北条リカは自分の判断を見誤り、此処に来るんじゃなかったと本気で後悔した。

なにせそこには自分の天敵と呼べるあの、あらゆる意味で名高い藤原めぐみが片手に三つ矛を持って、見知らぬ眼鏡を襲っていたからだ。
その眼鏡はとっくに捕まった直後らしく、めぐみに首根っこを掴まれて、じたばたと四肢を動かしていた。
もがいている眼鏡君の口からはまるでジェイソンにでも出会ったような女子に近い甲高い悲鳴が飛び出している。

「やめてくれーッ!たっ…助けて…助けてくれぇぇえッ!!」
「男の癖にピーピーうるせーんだよッ。さっさとあたしの餌食になんな!」
「いやああー!!だ、誰か、誰かぁあああ!」

二人の姿に悪漢に襲われる女子と、それをねじ伏せる筋肉質の男の幻影がリカの脳裏にふと浮かんだ。

「(…うわ、やなもの見ちゃった。道変えよ…)」

あの悪魔的な微笑を携え「リカちゃーん」等と自分に人懐っこい猫撫で声で寄ってくる彼女を少し想像すれば、身震いが止まらなくなった。
考えるだけでぞっとしない。
あの眼鏡君には悪いものの彼に目をつけている限りあの天敵は自分には向かってこないだろう。と、リカは罪悪感を隠しつつ、彼を見捨てて身を隠した。

「いい加減にしろ、めぐみ。」

直後、二人の声ではない第三者の凛とした声がリカの耳に届く。
ごつん。と辺りに響く重々しい重低音。


ではなく、ぺちん。と、酷く薄っぺらい音。
彼女の背中から現れた少年の行動により、めぐみの動きはぴたりと止まって凍りついた。
辺りからはさあっと騒々しさが風の音に包まれて消える。

「(殴った!?…つーか叩いた!?)」

殴るとまでは行かないはずのその行為だったのに、リカはそれを成した行動だけでもひどく驚いてぎょっとした。

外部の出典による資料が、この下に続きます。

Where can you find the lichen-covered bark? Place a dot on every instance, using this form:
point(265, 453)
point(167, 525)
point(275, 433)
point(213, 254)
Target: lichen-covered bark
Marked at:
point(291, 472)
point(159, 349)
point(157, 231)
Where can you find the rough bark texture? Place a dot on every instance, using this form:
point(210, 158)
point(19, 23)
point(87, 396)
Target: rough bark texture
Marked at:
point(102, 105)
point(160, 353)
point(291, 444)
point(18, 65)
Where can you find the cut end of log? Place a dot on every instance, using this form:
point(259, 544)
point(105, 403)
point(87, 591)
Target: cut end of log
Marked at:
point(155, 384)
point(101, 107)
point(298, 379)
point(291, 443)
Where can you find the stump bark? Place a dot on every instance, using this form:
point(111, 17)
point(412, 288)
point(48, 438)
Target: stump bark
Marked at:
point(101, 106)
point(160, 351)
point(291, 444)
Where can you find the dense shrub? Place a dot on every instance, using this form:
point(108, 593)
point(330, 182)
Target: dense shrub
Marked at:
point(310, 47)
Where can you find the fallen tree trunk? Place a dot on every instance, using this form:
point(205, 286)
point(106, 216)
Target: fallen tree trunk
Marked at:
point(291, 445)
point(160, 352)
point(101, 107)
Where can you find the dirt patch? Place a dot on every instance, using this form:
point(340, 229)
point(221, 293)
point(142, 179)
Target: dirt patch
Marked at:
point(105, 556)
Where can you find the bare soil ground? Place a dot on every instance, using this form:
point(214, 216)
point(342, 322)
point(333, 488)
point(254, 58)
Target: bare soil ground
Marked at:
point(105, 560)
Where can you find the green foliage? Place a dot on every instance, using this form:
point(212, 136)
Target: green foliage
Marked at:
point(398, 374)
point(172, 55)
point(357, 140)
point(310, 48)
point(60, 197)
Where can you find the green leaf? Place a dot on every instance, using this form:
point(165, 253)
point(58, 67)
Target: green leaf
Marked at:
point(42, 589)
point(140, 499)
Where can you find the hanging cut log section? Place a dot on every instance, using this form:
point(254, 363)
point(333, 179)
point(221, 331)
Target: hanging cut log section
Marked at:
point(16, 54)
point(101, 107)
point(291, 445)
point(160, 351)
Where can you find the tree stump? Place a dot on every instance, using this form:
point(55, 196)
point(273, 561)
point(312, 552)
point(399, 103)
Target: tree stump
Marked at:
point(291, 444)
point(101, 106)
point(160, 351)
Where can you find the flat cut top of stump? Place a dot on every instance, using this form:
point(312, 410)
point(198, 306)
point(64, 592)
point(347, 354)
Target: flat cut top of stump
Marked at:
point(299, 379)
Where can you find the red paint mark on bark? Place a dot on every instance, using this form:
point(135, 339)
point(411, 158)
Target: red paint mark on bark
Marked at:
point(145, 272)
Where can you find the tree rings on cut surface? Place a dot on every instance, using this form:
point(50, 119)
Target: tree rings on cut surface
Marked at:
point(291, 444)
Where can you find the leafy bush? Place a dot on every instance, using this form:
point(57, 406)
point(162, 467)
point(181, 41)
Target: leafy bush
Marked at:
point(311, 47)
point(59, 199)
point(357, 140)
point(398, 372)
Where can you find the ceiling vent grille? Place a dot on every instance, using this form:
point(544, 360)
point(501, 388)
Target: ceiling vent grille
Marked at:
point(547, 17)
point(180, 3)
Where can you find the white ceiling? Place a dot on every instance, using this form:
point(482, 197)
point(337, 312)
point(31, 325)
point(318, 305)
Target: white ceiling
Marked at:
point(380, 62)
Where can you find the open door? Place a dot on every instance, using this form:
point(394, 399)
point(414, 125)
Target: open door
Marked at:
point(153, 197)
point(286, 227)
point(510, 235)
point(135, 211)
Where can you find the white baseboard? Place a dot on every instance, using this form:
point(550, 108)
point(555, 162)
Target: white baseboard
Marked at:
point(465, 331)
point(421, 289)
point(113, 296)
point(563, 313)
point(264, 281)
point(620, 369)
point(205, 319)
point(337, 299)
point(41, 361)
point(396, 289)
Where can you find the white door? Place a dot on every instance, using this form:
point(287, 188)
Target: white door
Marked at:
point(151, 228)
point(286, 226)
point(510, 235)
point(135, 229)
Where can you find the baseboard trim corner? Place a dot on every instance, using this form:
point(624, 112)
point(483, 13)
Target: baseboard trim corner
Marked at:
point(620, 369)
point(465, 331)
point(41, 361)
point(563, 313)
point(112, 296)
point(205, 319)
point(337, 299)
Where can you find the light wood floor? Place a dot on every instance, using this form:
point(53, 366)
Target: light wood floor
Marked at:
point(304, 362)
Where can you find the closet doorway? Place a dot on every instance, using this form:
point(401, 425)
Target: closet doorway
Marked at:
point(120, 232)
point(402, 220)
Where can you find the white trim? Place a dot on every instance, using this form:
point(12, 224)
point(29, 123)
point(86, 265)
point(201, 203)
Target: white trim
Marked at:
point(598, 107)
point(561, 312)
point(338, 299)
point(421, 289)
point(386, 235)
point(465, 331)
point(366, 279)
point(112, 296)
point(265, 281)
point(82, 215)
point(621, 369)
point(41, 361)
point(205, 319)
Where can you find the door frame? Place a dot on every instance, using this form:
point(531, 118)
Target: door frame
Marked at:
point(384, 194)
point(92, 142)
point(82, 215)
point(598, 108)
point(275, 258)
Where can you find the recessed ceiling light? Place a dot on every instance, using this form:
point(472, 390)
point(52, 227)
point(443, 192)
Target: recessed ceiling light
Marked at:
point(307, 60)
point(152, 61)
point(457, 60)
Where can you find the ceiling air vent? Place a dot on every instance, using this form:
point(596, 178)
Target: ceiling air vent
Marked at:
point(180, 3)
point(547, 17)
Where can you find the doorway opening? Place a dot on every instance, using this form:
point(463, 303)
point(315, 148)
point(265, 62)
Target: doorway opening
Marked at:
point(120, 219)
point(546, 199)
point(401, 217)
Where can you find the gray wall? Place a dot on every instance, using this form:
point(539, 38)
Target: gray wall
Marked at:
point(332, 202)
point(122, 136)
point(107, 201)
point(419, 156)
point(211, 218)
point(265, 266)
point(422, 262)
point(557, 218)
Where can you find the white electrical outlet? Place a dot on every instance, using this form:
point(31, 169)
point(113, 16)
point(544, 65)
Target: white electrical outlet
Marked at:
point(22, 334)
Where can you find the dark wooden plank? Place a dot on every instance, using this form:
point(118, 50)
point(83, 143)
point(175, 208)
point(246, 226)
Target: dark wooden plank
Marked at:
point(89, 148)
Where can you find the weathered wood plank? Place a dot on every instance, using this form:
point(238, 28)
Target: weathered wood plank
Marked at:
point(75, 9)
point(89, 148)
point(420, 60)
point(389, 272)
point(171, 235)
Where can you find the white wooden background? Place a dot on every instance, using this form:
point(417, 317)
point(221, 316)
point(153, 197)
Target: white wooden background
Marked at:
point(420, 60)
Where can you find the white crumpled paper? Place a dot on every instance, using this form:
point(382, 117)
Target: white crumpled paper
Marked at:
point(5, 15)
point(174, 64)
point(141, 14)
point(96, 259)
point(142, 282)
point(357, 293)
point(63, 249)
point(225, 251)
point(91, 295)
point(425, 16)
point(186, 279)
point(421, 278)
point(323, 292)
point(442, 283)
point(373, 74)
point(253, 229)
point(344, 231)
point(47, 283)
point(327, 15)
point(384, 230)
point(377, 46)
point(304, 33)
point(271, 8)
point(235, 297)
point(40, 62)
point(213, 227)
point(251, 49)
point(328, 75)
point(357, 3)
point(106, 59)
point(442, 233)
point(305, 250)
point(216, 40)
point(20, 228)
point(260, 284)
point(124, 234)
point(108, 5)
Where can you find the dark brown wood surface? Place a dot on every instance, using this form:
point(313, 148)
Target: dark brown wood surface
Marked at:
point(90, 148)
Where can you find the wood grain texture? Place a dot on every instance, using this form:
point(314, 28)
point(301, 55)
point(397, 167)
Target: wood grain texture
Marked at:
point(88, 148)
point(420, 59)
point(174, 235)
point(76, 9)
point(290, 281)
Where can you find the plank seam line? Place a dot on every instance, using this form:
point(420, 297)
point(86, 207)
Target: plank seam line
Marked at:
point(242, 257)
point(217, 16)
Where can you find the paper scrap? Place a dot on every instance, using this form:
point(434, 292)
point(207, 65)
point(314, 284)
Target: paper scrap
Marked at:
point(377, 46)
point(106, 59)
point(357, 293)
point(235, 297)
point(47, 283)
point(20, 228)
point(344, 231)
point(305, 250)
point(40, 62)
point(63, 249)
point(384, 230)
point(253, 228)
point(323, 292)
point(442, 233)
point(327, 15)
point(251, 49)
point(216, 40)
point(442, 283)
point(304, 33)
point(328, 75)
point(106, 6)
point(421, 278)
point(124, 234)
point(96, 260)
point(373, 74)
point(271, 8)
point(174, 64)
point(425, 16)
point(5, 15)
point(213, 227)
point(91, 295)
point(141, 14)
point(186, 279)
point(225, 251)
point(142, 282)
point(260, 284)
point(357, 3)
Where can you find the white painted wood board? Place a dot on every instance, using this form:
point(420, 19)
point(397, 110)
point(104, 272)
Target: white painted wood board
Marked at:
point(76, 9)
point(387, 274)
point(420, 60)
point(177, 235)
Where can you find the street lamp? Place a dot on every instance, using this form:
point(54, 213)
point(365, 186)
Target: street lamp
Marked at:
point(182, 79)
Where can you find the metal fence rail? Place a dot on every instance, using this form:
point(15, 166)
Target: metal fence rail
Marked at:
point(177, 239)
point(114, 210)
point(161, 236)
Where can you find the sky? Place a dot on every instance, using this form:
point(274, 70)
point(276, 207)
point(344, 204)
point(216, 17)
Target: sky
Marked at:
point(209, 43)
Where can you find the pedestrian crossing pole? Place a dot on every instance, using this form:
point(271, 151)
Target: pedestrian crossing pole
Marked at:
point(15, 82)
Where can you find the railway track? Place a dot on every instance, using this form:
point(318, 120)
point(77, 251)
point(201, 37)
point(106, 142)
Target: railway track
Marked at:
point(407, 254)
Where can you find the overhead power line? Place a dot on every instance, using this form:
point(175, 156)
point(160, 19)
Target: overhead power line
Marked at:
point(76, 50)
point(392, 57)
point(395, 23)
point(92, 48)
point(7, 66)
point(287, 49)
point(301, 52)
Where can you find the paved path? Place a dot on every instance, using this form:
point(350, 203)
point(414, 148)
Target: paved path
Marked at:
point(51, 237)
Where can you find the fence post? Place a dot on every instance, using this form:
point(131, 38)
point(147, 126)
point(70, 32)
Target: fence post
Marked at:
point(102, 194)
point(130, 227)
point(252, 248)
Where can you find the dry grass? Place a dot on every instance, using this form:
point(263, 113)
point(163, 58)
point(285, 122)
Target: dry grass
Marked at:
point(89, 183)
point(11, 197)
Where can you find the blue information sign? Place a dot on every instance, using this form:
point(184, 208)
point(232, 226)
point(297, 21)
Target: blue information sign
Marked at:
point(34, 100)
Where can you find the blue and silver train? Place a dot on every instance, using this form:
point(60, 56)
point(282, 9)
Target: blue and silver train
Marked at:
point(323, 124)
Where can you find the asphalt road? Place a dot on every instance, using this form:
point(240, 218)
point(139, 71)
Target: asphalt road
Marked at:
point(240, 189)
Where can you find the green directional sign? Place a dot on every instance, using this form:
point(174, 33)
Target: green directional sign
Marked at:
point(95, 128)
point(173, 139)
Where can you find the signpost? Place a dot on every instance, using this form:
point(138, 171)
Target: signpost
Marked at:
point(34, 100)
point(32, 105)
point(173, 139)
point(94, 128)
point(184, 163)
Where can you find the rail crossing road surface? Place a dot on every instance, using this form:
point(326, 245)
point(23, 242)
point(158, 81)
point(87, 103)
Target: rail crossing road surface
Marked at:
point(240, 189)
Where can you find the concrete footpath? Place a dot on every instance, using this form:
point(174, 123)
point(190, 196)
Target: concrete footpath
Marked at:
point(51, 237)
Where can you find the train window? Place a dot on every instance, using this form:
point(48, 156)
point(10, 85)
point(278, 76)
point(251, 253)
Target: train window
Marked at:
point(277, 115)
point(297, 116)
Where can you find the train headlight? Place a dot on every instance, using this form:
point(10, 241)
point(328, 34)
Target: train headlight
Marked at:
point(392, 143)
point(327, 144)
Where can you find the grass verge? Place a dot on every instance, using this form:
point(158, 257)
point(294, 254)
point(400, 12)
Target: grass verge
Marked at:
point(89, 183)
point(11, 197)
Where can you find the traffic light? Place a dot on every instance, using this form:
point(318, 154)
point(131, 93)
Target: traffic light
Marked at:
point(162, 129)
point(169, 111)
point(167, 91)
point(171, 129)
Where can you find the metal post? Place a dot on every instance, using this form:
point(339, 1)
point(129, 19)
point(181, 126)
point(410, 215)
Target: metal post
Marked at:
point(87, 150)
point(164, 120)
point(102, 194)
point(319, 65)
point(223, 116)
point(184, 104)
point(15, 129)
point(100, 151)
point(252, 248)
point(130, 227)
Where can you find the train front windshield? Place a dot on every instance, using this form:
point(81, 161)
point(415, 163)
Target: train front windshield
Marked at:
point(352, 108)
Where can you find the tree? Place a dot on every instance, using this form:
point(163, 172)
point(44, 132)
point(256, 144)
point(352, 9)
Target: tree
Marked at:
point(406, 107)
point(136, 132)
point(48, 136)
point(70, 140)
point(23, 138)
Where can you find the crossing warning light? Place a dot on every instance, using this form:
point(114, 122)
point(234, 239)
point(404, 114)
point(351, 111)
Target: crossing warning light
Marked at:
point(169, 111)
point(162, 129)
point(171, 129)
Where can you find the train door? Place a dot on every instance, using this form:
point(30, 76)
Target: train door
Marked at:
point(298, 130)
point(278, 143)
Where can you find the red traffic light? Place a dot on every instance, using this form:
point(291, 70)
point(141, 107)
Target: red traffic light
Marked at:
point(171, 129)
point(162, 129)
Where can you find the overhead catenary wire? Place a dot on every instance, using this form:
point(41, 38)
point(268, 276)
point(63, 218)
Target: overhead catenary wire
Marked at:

顔を上げためぐみは自身の頭を摩りながら、ゆらりと男の方に振り返り、ふるふると肩を震わせた。
対してダメージにはならなかったはずだが、恐らく心の中に蓄積されたダメージは半端内に違いない。

「(な…なんて命知らずなのかしら。アレ絶対殴り返されるわよ。)」

明らかに負のオーラが漂うめぐみの姿にやや後ずさって、リカはごくりと唾を飲み込む。
なんて身の程知らずの大馬鹿野郎なんだろうか。この学校で藤原めぐみに逆らって無事で居られる生徒はいないというのに。この自分も含め。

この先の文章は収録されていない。